# New Colt Python



## bac1023 (Oct 26, 2007)

One of my local shops calls me whenever a Python shows up and I got a call about two weeks ago. I don't need another Python, but stopped in a week later to see if it was still there. Well, sure enough, it was. Its a 1974 4" nickel that looks hardly fired and in as new condition. I loved the look, as I didn't have a 4" nickel model. The only thing I didn't care for were the rubber Pachmayr grips it came with. I don't care for rubber grips on Pythons. I ordered a pair of the silverblack wood finger groove Python grips with the Colt medallions, which look great with bright nickel, and the rest is history.

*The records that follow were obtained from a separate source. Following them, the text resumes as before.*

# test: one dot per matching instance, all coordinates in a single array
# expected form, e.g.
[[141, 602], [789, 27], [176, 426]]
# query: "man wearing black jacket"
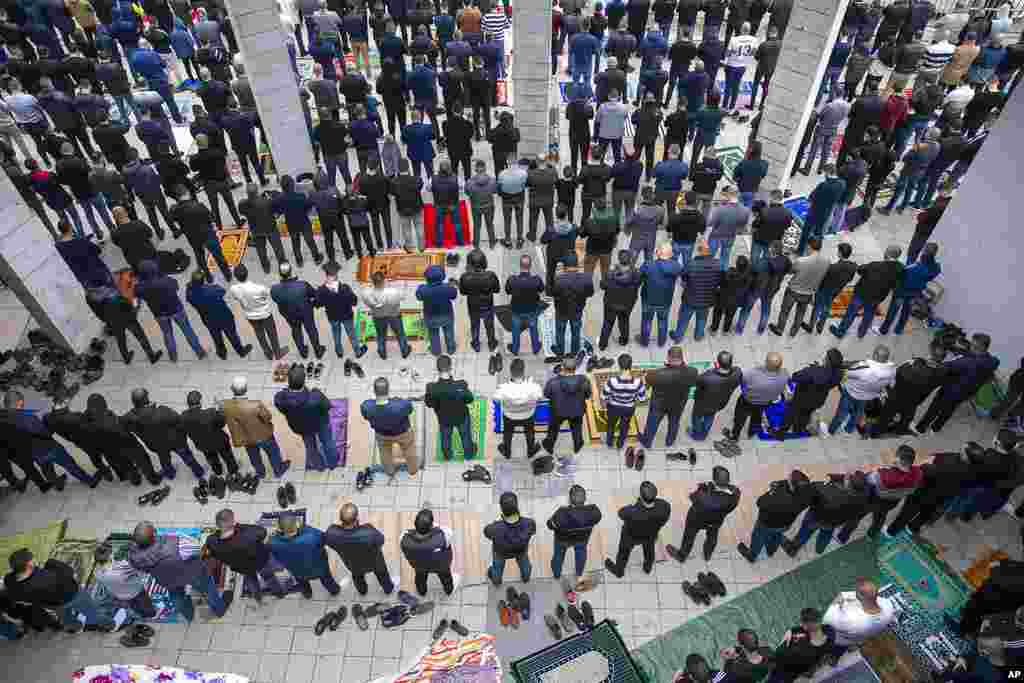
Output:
[[670, 390], [714, 390], [572, 525], [641, 523], [834, 503], [205, 426], [713, 501], [777, 509], [242, 548], [359, 547]]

Anyway, I'm really happy with my latest snake and decided to take a few pics today while I had some time. Pythons are not only my favorite revolvers, but tie the 1911 for my favorite handgun period.

This latest one is in the best condition out of all of my Pythons. It also has a steel trigger extension, which seems to add to the feel of the gun and looks nice with the grips. It took it off and then decided I liked it better on.

Sorry for the flash. I have a hard time taking pics of bright nickel handguns.





































Here's a family pic with the rest of the Pythons.










Is anyone else addicted to these revolvers?


----------



## Baldy (Jun 21, 2006)

Yes sir Mr Bac I am addicted also but I just can't seem to find the deals. I have a 1978 Python 6"barrel that I got new and a 4" nickel Trooper and thats it in revolvers. :drooling:Now I shall return to drooling over your nice collection.:drooling: :smt023


----------